It was clear, in fact, that Mrs. Rivers was slowly realizing that there was actually a probability of the trial resulting in the conviction of Craik, and when, a fortnight later, Cardyne took his courage in his hands and went to Addistone Terrace to break the news to her of Craik’s conviction and sentence to death, I fancy she knew all before he opened his lips. Cardyne never intentionally told me much about that interview. Indirectly he let me know a good deal, and I am perfectly sure that any feeling of repugnance or horror that he ever felt against Mrs. Rivers was that afternoon changed into the deepest and most heartfelt pity. It was one of those interviews from which both parties emerge old and broken. Mrs. Rivers apparently saw what was going to be urged by Cardyne, rattled off his arguments one after the other, with horrible fluency, and then, while he sat in white silence on the sofa, flung at him:
“And you’ve come to tell me that as things have gone wrong, I’m to sacrifice my honour and my reputation for that wretched woman’s life?”

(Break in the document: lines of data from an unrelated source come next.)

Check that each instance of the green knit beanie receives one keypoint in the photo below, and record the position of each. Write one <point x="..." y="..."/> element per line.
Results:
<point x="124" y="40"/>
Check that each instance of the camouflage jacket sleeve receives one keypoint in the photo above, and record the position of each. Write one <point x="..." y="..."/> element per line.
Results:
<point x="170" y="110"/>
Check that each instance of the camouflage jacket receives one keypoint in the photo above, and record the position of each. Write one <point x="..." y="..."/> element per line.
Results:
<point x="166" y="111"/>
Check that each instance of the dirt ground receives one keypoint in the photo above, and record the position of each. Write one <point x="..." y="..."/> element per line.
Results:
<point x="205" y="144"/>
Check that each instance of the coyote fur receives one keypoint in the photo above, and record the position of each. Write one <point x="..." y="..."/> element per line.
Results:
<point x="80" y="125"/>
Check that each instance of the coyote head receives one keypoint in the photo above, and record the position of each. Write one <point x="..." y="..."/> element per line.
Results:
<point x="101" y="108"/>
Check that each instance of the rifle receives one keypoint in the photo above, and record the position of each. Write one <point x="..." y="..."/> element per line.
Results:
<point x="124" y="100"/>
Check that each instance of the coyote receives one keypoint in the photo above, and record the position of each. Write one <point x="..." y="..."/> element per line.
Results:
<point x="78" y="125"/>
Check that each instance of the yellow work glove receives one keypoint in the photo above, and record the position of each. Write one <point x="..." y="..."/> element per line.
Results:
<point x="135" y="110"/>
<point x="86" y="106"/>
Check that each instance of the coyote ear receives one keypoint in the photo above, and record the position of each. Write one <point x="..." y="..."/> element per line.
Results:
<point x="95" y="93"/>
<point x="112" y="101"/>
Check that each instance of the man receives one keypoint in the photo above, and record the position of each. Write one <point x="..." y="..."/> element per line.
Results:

All Cardyne could say was simply, “I have.”
At this Mrs. Rivers leant against the mantelpiece and spoke clearly and monotonously for half a minute, as if she had been long conning the lesson, and drew out before Cardyne’s dazed understanding a dramatic but unconvincing picture of what a woman’s reputation means to her. She declaimed with pathos that, like any other woman, she would rather die than be disgraced in the eyes of the world. Poor Cardyne’s one interruption was not a happy one, yet it is one which, from a man’s standpoint, had a touch of nobility. He said:
“But it isn’t a question of your dying.”
When Mrs. Rivers said that she would rather die than suffer dishonour, his involuntary ejaculation told her plainly enough that, up to that moment, he had not conceived it possible that any woman could be so vile as to sacrifice the life of an innocent woman for her own social ambitions.
Ther was a silence of a quarter of a minute. Mrs. Rivers fidgeted with the fire-screen. Then she said:
“So you intend to betray me?”
At this poor Cardyne was more hopelessly bewildered than ever.

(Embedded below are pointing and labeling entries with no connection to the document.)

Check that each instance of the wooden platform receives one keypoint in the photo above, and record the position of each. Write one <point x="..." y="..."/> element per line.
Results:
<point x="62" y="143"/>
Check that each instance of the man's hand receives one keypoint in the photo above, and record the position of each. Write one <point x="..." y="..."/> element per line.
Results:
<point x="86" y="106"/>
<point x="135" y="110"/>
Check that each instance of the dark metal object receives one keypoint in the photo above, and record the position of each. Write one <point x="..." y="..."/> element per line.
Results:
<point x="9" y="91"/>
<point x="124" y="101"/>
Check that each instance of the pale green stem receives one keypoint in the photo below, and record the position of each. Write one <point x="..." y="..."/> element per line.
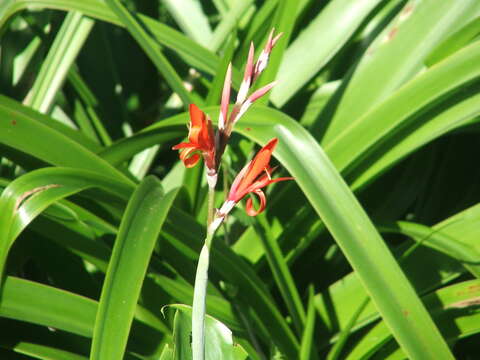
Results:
<point x="199" y="302"/>
<point x="201" y="282"/>
<point x="211" y="205"/>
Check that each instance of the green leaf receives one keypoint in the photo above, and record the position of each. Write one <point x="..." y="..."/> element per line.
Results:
<point x="353" y="231"/>
<point x="395" y="56"/>
<point x="68" y="43"/>
<point x="454" y="42"/>
<point x="218" y="338"/>
<point x="149" y="46"/>
<point x="195" y="54"/>
<point x="51" y="142"/>
<point x="30" y="194"/>
<point x="52" y="307"/>
<point x="139" y="229"/>
<point x="191" y="19"/>
<point x="455" y="309"/>
<point x="307" y="346"/>
<point x="427" y="270"/>
<point x="336" y="23"/>
<point x="393" y="120"/>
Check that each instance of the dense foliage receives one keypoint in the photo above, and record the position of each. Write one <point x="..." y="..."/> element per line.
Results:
<point x="371" y="253"/>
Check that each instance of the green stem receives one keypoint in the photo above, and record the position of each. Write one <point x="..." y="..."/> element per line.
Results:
<point x="211" y="205"/>
<point x="198" y="308"/>
<point x="201" y="282"/>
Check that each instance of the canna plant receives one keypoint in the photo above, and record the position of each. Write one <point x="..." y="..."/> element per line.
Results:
<point x="370" y="253"/>
<point x="251" y="179"/>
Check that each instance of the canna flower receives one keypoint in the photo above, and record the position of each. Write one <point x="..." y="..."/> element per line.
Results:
<point x="201" y="139"/>
<point x="254" y="176"/>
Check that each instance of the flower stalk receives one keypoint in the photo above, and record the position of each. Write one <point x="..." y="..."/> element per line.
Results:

“Good God, no!” he said: “of course I can only do what you decide. The matter is entirely in your hands; but surely—”
Mrs. Rivers stopped him with a gesture.
“I absolutely forbid you to say a word. I will decide the matter, and I will let you know; but, understand me, except with my express permission, I rely upon your honour to keep the secret for ever, if I wish it.”
This at least Cardyne could understand, and he gave the promise with unquestionable earnestness. But he was to realize that a man placed in such a position, with honour tearing him in two opposite ways, is condemned to the worst anguish which the devil knows how to inflict.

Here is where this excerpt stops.